August 10, 2004
Well, the dog was more than sick. By the time I got there, she was dead. I find myself curiously reluctant to use the word dead. When I called the vet I told him that the dog had expired and later, when I called someone else, I used the expression, given up the ghost. I kept hesitating over the word, dead, like a mental stutter. But that's what she is all right. There was no question when I walked in that she was gone, that she had departed her body. She was lying on the floor and so terribly and utterly and unchangeably still.
I called the animal hospital and they gave me the name of the pet cemetery to call them to arrange a pick up. I was not going to try to take this dog to my car and drive her there all by myself, she weighed over 80 pounds in life and frankly I was just too sad to do it.
They came to take her and dispose of her for $209.28, including tax. I keep coming back to that number. I guess it provides a prism through which I can focus on the act of dying itself, on the sudden lack of the dog in our lives. I don't think it will make a good point to tell the girl child, but she has to be told something and I am leaning towards honesty here, to tell her that her friend is dead, too. She loved this dog and could say her name before she could say my father's name. Any suggestions about what to tell her?
I loved this dog. My parents got her from a rescue group. She had been abused but she found love in their house. And she died with someone who loved her sitting next to her and stroking her. Really, that doesn't sound too bad, does it? I think that this is what we all might want at the end if we are given the choice. This woman who was with her told me that the dog knew that she was dying and she kept looking out at the driveway because she was waiting for my parents to come home to be with her. But then she couldn't wait any longer and she sighed and went still.
$209.28 seems like not very much money to measure the worth to you of your friend when they're gone.

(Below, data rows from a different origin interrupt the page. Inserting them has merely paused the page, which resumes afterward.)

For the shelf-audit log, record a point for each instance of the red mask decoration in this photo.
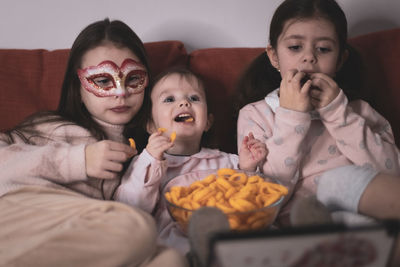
(107, 79)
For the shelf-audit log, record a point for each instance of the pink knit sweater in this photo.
(56, 161)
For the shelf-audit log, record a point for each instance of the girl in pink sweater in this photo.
(178, 104)
(60, 170)
(304, 107)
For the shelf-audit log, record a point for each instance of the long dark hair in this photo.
(260, 77)
(70, 109)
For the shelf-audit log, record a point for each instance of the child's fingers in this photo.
(251, 135)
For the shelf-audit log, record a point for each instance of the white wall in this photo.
(53, 24)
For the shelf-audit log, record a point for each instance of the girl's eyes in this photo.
(135, 78)
(169, 99)
(322, 50)
(103, 82)
(192, 98)
(294, 47)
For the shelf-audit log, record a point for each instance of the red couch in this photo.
(31, 79)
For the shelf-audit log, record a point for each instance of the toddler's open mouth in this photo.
(185, 117)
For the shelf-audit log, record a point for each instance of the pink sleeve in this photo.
(283, 132)
(140, 183)
(55, 161)
(361, 134)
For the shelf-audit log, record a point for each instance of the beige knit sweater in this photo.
(56, 161)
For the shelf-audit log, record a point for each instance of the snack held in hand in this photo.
(132, 143)
(249, 201)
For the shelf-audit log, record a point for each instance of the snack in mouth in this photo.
(304, 79)
(172, 136)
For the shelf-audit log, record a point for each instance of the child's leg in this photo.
(381, 197)
(341, 188)
(362, 190)
(49, 227)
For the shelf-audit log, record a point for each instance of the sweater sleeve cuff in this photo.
(76, 168)
(330, 111)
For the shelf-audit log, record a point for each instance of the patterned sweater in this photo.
(302, 145)
(56, 161)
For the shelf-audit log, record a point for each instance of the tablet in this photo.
(323, 245)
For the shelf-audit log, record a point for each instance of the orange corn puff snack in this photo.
(132, 143)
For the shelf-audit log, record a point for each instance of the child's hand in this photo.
(252, 153)
(104, 159)
(158, 144)
(327, 90)
(292, 94)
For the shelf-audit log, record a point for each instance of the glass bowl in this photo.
(247, 208)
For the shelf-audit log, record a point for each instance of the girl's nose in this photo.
(309, 57)
(184, 103)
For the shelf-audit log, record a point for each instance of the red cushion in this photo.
(31, 79)
(381, 54)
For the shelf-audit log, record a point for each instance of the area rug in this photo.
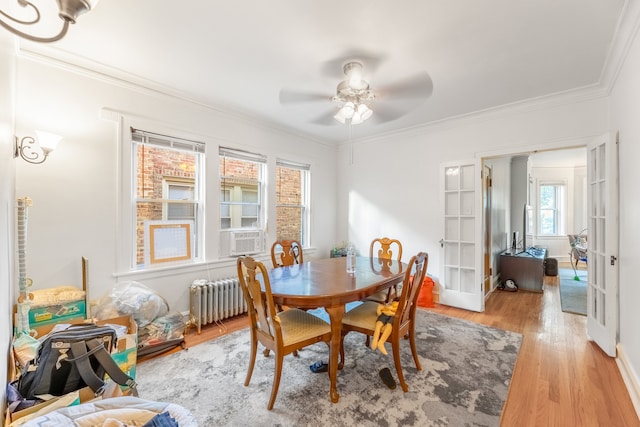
(466, 372)
(573, 293)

When the man arrived from the service, he put the dog into two plastic bags. Rigor had set in very quickly. I had to leave the room when it came time to put her head in the bag. I am finding it hard to write about it now, in fact. She was too heavy for one person to take. I helped carry her out to the truck and I lifted her very gently and the nice man was gentle, too. And then she was gone. A sweet and gentle animal, most of the time.
$209.28 is not much when your heart breaks a little as the plastic bag is closed and the door to the truck thunks shut and your friend is gone. It's amazing what a credit card will buy.
I'm going to go play with my children now. Writing about this did not, in fact, make me feel any better, as I had hoped it would. Instead, I feel the pressure of unshed tears.